Moderateman has started a thread for lawyer jokes, and I have contributed my share. As have others. Lawyers are not a very respected profession, altho they are very well paid. They scream they are just doing their job, and I guess their job is not the truth or justice, but to maximize the benefit to their client, whether it is right or not.
In that many do a very good job. But doing a very good job as they define it, is disgusting to what most people would call a civil and just method. And today we have a case in Point.
Alejandro Avila was just convicted of kidnapping assaulting, raping and brutally murdering 5 year old Samantha Runnion. The DNA evidence was over whelming, and there was an eye witness to the abduction. This story, while the details vary some, is all too familiar of late.
So what makes this one so special? Nothing really. But it is what his attorney's argued. Here is part one:
The defense challenged the reliability of the DNA analysis and suggested that the material found inside Avila's car had been planted.
Ok, I could beleive that in some stretch of the imagination. Planted evidence has been known, but there was just too much evidence. Still, if the lawyer beleived him I can see where he would argue that. But then, after the conviction, he argued the following:
After the conviction, defense attorneys urged jurors to spare Avila's life, arguing that the abduction was an impulsive act prompted by a brutal childhood in which he was beaten by his father, raped by an uncle and neglected by his mother.

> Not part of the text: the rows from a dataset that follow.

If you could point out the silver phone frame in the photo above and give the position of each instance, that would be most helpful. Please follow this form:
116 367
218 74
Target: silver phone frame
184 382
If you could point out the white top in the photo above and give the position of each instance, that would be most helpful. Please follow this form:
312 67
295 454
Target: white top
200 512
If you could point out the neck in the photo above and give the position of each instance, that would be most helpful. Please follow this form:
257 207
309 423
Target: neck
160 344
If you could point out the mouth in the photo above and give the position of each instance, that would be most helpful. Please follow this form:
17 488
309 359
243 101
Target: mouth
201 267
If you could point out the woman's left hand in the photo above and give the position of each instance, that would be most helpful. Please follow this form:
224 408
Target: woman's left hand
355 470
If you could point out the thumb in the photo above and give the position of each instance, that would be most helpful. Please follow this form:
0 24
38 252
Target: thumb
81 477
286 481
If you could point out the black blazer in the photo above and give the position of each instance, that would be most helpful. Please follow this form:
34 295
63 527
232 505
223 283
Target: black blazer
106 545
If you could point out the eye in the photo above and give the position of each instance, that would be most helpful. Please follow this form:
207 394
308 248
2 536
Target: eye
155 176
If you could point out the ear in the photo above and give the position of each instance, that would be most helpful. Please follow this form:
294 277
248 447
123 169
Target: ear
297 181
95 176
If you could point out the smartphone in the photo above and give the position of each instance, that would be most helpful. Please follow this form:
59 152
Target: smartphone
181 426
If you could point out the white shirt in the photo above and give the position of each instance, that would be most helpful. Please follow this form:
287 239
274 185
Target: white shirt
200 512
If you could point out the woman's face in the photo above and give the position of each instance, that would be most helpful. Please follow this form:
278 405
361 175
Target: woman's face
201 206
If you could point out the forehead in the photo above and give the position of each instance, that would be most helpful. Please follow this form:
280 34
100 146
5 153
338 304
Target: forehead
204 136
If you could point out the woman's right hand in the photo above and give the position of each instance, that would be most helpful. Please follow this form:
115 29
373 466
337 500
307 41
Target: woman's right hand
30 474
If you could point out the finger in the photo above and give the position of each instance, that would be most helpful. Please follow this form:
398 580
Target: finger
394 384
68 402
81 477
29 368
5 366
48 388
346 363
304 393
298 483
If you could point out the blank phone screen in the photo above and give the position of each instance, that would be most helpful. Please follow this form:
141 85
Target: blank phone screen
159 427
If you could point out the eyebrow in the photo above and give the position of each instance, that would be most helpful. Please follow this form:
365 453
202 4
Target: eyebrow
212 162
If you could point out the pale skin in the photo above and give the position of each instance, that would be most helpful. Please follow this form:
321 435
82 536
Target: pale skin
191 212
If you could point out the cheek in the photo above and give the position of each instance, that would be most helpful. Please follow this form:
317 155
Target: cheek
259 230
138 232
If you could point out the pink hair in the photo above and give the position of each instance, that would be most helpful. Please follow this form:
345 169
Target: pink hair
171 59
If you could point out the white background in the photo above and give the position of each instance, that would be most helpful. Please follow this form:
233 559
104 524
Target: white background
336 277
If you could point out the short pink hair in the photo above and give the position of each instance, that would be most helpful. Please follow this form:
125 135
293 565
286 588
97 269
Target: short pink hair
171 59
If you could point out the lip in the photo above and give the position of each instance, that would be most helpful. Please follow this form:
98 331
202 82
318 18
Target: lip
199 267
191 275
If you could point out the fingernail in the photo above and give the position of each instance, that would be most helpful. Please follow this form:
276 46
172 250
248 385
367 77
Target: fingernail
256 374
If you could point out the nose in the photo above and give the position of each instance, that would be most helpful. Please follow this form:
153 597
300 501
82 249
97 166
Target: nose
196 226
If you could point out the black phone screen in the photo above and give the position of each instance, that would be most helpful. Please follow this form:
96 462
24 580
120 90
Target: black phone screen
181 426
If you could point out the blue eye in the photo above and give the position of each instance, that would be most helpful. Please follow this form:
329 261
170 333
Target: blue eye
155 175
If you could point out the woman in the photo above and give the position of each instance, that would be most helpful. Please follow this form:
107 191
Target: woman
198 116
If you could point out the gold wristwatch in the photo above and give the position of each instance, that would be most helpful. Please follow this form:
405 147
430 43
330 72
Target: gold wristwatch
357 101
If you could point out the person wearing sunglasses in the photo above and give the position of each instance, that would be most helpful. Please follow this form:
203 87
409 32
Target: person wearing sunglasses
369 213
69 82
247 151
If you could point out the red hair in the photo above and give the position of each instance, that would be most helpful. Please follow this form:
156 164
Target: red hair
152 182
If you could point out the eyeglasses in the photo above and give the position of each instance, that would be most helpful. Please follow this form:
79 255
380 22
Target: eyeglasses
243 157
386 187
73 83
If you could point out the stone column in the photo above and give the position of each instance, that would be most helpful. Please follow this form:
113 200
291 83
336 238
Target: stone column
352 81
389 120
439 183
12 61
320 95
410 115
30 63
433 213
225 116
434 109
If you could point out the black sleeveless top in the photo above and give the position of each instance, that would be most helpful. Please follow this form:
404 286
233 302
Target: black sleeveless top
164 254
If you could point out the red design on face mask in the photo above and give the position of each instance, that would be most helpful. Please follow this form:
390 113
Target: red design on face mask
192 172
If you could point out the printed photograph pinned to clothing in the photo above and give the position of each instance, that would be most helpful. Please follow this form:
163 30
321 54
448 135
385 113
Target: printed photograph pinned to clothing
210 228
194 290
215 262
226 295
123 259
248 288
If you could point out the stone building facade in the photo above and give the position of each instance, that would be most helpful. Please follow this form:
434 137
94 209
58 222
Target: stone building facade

See the double standard? The Lawyer KNEW he was guilty as sin, and tried to argue a lie for acquital, and then tried to argue 'abuse' for sympathy! He may have been doing his job, but how he did it was totally slimy and immoral. I wont say unethical, but it clearly would be for most people.

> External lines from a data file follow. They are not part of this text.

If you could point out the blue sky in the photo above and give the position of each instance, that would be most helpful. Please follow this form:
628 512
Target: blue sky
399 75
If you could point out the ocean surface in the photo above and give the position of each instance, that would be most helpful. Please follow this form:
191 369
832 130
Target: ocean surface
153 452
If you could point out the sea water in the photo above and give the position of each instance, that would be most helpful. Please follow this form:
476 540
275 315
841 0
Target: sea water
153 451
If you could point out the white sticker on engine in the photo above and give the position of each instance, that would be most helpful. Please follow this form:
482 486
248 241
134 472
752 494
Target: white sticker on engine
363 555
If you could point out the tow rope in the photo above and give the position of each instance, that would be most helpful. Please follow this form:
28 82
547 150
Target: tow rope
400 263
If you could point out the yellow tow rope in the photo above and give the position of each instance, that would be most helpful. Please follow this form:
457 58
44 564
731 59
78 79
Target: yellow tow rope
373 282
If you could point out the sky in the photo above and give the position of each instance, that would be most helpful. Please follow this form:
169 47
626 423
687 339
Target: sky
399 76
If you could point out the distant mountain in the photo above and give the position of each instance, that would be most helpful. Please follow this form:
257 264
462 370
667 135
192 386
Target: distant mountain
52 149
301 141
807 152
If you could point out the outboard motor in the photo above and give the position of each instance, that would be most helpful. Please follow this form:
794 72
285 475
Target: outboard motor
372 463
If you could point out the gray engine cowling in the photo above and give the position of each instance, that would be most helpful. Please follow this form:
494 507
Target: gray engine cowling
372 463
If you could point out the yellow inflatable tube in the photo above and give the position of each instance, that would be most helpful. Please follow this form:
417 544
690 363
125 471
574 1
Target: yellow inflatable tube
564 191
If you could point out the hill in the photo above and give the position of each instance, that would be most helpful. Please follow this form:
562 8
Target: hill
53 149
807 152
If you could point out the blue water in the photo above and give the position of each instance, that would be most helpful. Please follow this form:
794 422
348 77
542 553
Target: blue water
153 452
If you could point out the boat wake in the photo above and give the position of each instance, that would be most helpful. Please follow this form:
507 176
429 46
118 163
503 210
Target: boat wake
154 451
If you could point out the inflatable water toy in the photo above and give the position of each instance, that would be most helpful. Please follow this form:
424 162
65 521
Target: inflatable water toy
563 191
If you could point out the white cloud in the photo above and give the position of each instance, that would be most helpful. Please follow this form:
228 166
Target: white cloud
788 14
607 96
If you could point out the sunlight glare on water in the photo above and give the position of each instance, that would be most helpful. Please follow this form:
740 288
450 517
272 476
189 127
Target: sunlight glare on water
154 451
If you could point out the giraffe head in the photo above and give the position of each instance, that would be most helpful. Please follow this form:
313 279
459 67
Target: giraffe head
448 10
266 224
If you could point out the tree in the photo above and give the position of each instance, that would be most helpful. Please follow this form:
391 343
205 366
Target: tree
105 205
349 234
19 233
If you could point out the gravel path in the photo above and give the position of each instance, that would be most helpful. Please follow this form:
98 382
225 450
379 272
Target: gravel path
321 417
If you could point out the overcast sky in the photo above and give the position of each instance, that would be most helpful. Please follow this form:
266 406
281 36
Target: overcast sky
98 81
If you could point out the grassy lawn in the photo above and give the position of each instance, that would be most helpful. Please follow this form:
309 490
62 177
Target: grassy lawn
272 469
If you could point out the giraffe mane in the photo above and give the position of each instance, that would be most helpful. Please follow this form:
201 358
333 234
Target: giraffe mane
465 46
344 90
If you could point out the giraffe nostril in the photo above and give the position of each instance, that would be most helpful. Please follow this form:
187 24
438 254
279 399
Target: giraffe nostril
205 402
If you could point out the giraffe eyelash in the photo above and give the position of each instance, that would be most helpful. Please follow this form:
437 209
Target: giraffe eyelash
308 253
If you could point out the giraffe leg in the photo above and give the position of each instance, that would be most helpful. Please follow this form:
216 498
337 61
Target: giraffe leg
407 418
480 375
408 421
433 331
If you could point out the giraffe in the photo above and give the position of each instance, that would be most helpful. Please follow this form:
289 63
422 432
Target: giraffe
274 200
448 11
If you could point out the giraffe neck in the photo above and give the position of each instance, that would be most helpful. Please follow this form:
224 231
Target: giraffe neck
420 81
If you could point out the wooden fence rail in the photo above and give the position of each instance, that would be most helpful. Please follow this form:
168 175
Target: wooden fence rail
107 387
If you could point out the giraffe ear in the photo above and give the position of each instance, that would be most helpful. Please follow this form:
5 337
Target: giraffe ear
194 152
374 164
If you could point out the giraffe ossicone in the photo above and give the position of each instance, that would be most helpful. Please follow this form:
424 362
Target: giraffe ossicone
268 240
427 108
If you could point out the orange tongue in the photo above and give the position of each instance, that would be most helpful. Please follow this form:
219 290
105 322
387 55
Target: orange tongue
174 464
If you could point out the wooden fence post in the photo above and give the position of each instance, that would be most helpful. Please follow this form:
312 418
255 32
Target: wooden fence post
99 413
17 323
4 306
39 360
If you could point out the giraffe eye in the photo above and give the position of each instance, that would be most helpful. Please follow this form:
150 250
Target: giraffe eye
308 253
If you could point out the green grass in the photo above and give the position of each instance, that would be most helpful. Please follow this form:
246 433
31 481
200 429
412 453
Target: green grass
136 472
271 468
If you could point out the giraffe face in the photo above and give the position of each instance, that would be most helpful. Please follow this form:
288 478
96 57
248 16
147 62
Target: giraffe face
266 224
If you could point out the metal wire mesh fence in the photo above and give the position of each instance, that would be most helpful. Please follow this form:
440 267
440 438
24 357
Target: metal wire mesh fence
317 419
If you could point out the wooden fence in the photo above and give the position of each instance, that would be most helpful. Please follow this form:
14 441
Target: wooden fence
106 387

As long as lawyers lie and argue both sides of the facts like this, whether it is in the best interest of their clients or nor, they are not going to get the respect of the general population. If he believed in his clients innocence in the first case, why did he then try to excuse the behaviour in the second?
The answer is because it was his job. It may be his job, but it is not mine, nor could I stomach doing it day after day. Nor would I. One has to look at yourself in the mirror every day, and the man that looks back could not be that slimy in my eyes.